Sunday 8pm and all now suitably restored for the week ahead.
I have been getting out to our local park everyday, and yesterday even managed two parks in a day with a visit to wonderful Greenwich Park in the afternoon. However, as someone who used to get a lot of walking in before baby, this just isn’t enough greenery for me. There are plans to get a baby backpack, but he’s a little too little at the moment so we need walks that the pushchair can cope with. It’s actually really tricky to find information on good walks in green places that are accessible.
Pushchair walks is a lovely site with the walks listed being of quite a reasonable distance, lots of added extras in addition to the walks, product reviews, shop and more.
Walks with buggies is a great idea but the site is sadly very empty of walks at the moment.
A book of pushchair accessible walks in Kent is also rumoured to have been recently published but I’m struggling to track it down. I think we’ll end up planning our own routes along paths and bridleways and keeping our fingers crossed that we don’t get stuck with stiles.
I’ve sen red kites in the Chilterns before but today, when we were out walking around Henley, we saw four different groups of kites. The first group were actually on the outskirts of the town, hovering over suburban gardens. Then, as we walked further into the country we came across more groups, circling over trees and hovering over fields. G spotted this one, on the top of a tree in a churchyard, just watching.

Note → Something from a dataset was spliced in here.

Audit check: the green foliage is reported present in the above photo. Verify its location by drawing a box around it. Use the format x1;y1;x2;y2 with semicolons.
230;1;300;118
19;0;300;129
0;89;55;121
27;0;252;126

It’s the first time I’ve had the chance to have a close look at a red kite, not flying around. If only I’d had some binoculars with me.
Lovely weekend in Dorset with friends and our goddaughter. We went walking by the incredible Lulworth Cove and Durdle Door. It’s one of those areas that I’ve been quite close to a number of times and never gotten round to going to. It lived up to all expectations and was made all the more impressive by the looming clouds.
It has been a favourite piece of graffiti of mine for years, I must have passed it hundreds of times on the train from London Bridge. Now In the Aquarium has solved one of London’s great mysteries, and even corresponded with Big Dave himself. Here is the story behind Big Dave’s Gusset.
And it did.
We’re just back from a week in the Lake District. It was lovely and it rained, which is to be expected in October. We were camping and managed to stay dry all week until the final night when water started to rise up into the tent. The walking was good, we got in the Mosedale Horeshoe. Illgill Head was an alternative on the day when the weather was so bad it would have been a bit silly to go up Scafell Pike as originally planned. Over the top of Illgill was good, the route back round the base was a bit tricky, involving lots of boulder scrambling. Slimy, spikey boulders in the rain aren’t ideal and I ended up tearing my jacket and waterproof trousers, gashing my boots and smacking my knee. All of which was more than enough battle scarring for one day.
I’m now sat on the sofa with that horrible constricted feeling you get when you’re back in a building after spending a lot of time outside. It feels too stuffy and quiet.